Repository with the implementation of WikiCheck API. The project is done in cooperation with Wikimedia Foundation and Ukrainian Catholic University.
The work was accepted to CIKM2021 applied track.
The publication can be found here: WikiCheck: An end-to-end open source Automatic Fact-Checking API based on Wikipedia (https://arxiv.org/abs/2109.00835)
The link to API: https://nli.wmcloud.org
The project consists of modules directory with the implementation of modules used for inference along with the script for NLI models training.
The configs directory includes configuration files for training and inference.
The notebooks directory (not added yet) includes .ipynb notebooks with experiments done during the research.
We use DVC with Google drive remote for efficient model version control.
If you want to get access to our fine-tuned models, you can load them from here.

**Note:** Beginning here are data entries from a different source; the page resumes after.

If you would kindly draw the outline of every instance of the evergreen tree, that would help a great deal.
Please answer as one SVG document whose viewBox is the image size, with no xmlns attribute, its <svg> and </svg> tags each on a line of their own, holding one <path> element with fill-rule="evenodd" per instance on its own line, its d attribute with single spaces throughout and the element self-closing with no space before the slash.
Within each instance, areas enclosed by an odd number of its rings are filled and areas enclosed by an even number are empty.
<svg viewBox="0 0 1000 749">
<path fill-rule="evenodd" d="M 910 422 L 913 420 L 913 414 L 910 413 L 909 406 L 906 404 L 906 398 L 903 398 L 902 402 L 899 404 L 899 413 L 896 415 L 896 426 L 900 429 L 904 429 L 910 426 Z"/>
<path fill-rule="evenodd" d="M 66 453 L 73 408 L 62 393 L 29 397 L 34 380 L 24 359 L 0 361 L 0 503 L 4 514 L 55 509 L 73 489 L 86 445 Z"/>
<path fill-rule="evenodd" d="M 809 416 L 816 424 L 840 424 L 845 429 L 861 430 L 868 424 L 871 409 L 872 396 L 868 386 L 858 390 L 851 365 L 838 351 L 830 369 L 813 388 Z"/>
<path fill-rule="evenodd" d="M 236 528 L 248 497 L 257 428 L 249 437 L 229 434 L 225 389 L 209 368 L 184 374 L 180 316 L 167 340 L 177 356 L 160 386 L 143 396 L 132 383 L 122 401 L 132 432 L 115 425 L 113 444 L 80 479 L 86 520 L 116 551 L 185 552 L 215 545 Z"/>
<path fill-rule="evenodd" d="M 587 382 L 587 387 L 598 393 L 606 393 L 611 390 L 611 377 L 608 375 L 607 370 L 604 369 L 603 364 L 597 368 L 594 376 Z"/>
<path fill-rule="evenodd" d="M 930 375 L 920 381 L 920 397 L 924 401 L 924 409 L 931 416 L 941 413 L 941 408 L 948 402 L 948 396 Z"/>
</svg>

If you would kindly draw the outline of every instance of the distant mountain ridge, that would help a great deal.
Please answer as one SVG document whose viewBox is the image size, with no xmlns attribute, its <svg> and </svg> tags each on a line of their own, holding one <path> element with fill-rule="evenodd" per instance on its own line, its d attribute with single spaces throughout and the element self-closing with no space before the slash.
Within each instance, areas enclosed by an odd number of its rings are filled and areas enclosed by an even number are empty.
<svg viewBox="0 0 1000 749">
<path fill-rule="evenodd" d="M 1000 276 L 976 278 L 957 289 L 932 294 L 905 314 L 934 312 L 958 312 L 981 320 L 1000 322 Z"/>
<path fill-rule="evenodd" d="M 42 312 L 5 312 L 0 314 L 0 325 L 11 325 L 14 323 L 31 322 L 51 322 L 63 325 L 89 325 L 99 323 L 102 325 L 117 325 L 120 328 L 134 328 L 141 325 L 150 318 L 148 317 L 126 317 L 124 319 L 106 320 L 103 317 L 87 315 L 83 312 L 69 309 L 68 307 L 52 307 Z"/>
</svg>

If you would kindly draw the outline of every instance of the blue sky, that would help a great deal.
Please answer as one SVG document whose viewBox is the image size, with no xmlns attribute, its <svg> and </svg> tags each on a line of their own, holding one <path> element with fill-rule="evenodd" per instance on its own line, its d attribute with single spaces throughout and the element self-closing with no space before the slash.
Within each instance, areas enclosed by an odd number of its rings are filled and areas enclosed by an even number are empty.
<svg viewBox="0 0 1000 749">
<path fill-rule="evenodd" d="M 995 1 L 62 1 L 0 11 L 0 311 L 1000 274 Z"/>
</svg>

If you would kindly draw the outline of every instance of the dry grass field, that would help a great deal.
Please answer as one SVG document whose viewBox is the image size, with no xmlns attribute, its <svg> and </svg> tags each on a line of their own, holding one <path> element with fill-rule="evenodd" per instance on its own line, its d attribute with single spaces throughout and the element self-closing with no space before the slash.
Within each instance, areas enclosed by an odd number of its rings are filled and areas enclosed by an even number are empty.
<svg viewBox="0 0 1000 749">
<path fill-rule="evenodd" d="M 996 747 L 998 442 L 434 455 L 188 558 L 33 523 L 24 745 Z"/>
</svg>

Also, you can train your model by running the modules/model_trainer.py
script.
- Clone the official WikiCheck repo and cd into it
git clone https://github.com/trokhymovych/WikiCheck.git
cd WikiCheck
- Create and activate virtualenv:
virtualenv -p python venv
source venv/bin/activate
- Install requirements from requirements.txt:
pip install -r requirements.txt
-
Load pretrained models. There are two options:
- Loading models with DVC (preferred):
dvc pull
- Loading models from here
-
Run the API:
python start.py --config configs/inference/sentence_bert_config.json
ToDo:
- Refactor code for inference
- Write README.md
- Refactor training script
- Add training configs
- Add notebooks with experiments
- Add aggregation endpoint to API